Tuesday, January 17, 2006

Giving Gaming a new meaning

BBC NEWS | Science/Nature | Covers come off UK spy plane: "Images of the UK's first prototype stealth surveillance aircraft have been unveiled.

The unmanned aerial vehicle (UAV), which has been built by BAE Systems, is known as the Corax, or as the Raven.

The Corax bears some resemblances to a cancelled US military spy plane called DarkStar, analysts have said.

Jane's International Defence Review said the unmanned aircraft 'indicated a new direction in combat vehicles for the UK's armed forces'.

Bill Sweetman, the magazine's aerospace and technology editor, said Corax could represent one member of a family of stealthy aircraft based around a similar central body but using different outer wings optimised for different missions.

'If you look at that Corax shape, it's very reminiscent of something that's designed to fly fairly high, fairly slow and have quite a long endurance. It looks rather typical for a surveillance aircraft,' he told the BBC News website.

'But if you take those long outer wings off and put on shorter swept wings, you have a somewhat faster aircraft that would be more of a penetrating strike platform.'

Future plans

The UK has reportedly terminated plans for a future manned combat aircraft and is working closely with the US on 'Project Churchill'.

This effort is focused on the joint, airborne command and control of pilotless combat air vehicles from 2015 onwards.

The Corax prototype has been built to investigate the stability, control and performance of the design, which is said to maximise all-round stealth.

Stealth technology refers to a variety of techniques used to render aircraft, ships and missiles less visible - and ideally invisible - to radar.

The prototype Corax was first flown in 2004 after a 10-month development programme."
Pete's Points

Only yesterday we heard about the attempt on the life of someone in Pakistan using a remote controlled aircraft. Today we see the covers come off the UK's pilotless aircraft.

If you think about it we have been spending a lot of money in the past 20 years building computer equipment that is really fast and really powerful. Equipment that helps people learn to play high resolution games from a very early age.

At the same time as this has been going on we have had the defence establishments around the world developing the technology to enable using satellite technology virtual real time displays that enable a pilot to see what is ahead of him and to use the electronic capabilities in the aircraft to deal with a threat or a target without having to be there. Take this one step further and you could actually start to mount an argument that in the future we will be able to use the children who are the very best at playing computer games as our pilots of the future where the horror of killing and maiming people is reduced because it all seems like an extended computer game. A computer game where the characters are not computer generated, but real people.

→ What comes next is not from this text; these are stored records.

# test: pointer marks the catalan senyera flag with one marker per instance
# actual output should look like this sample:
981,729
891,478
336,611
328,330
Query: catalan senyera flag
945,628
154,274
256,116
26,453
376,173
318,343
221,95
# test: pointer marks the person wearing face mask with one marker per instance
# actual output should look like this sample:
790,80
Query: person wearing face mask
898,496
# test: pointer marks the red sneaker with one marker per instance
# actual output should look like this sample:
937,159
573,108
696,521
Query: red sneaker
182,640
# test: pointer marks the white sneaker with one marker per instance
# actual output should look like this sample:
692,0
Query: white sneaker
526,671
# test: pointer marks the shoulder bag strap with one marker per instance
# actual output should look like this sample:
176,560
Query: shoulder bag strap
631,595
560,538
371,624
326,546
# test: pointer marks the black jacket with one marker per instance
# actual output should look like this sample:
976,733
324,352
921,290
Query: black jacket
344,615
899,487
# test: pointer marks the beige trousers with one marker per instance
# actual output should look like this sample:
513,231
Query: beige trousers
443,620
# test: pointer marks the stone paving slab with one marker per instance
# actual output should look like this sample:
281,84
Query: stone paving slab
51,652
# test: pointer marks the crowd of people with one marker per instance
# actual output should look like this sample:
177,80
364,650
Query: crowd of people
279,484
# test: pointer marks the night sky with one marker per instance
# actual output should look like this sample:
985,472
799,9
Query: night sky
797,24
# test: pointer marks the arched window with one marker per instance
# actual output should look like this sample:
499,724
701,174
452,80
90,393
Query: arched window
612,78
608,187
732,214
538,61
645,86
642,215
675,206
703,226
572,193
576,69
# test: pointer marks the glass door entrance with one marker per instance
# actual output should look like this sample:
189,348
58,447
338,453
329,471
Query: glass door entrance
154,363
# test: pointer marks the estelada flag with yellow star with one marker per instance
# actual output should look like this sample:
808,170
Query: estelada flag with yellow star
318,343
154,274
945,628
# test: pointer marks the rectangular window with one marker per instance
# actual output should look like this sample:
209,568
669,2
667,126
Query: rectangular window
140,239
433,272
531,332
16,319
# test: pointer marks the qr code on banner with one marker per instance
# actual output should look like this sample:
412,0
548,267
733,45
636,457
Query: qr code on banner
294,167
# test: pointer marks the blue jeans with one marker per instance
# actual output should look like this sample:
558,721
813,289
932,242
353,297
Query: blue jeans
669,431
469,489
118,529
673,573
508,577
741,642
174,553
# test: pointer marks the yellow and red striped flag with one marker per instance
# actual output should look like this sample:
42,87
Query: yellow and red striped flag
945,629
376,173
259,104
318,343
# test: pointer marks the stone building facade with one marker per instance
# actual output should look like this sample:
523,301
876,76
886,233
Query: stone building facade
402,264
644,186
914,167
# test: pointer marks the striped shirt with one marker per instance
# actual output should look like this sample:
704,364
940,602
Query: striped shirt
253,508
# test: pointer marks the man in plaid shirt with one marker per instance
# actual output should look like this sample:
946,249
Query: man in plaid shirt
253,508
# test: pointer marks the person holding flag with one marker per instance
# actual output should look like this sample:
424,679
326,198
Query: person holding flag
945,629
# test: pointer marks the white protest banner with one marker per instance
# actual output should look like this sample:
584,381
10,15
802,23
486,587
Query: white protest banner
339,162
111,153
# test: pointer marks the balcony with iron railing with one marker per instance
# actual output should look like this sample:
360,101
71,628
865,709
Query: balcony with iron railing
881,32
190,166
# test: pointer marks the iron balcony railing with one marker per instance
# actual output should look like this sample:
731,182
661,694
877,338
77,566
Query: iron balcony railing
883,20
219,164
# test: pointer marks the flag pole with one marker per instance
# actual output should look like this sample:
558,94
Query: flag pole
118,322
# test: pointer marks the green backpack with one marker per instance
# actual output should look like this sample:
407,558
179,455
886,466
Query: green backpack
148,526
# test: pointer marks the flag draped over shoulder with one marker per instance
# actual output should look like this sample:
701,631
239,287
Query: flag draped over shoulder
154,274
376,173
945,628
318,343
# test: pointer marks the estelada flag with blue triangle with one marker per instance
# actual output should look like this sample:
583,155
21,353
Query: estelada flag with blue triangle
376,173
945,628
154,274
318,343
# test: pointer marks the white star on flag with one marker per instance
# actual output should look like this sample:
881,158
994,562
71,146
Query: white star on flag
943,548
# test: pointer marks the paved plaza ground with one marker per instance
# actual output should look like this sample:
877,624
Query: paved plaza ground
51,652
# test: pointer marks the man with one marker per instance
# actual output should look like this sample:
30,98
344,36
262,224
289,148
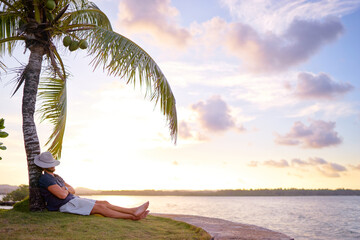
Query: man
59,196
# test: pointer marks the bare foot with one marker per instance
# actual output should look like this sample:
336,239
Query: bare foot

We saw a science fiction movie which had this underlying theme some years ago - I think it was called "Starfighter".

Is what is happening in the sphere of remote controlled aircraft all that removed from that sci fi scenario?

I hope I am wrong about what I am about to suggest next - but it seems to me that the instant that any government starts down the path towards fighting wars at a distance is the instant that someone can make a case that wars are an acceptable way of settling disputes because they are 'clean' and represent a way of damaging the 'enemy' while reducing the risk for 'the good guys'.

Or is all this just too far fetched to be even in the ball park of being true?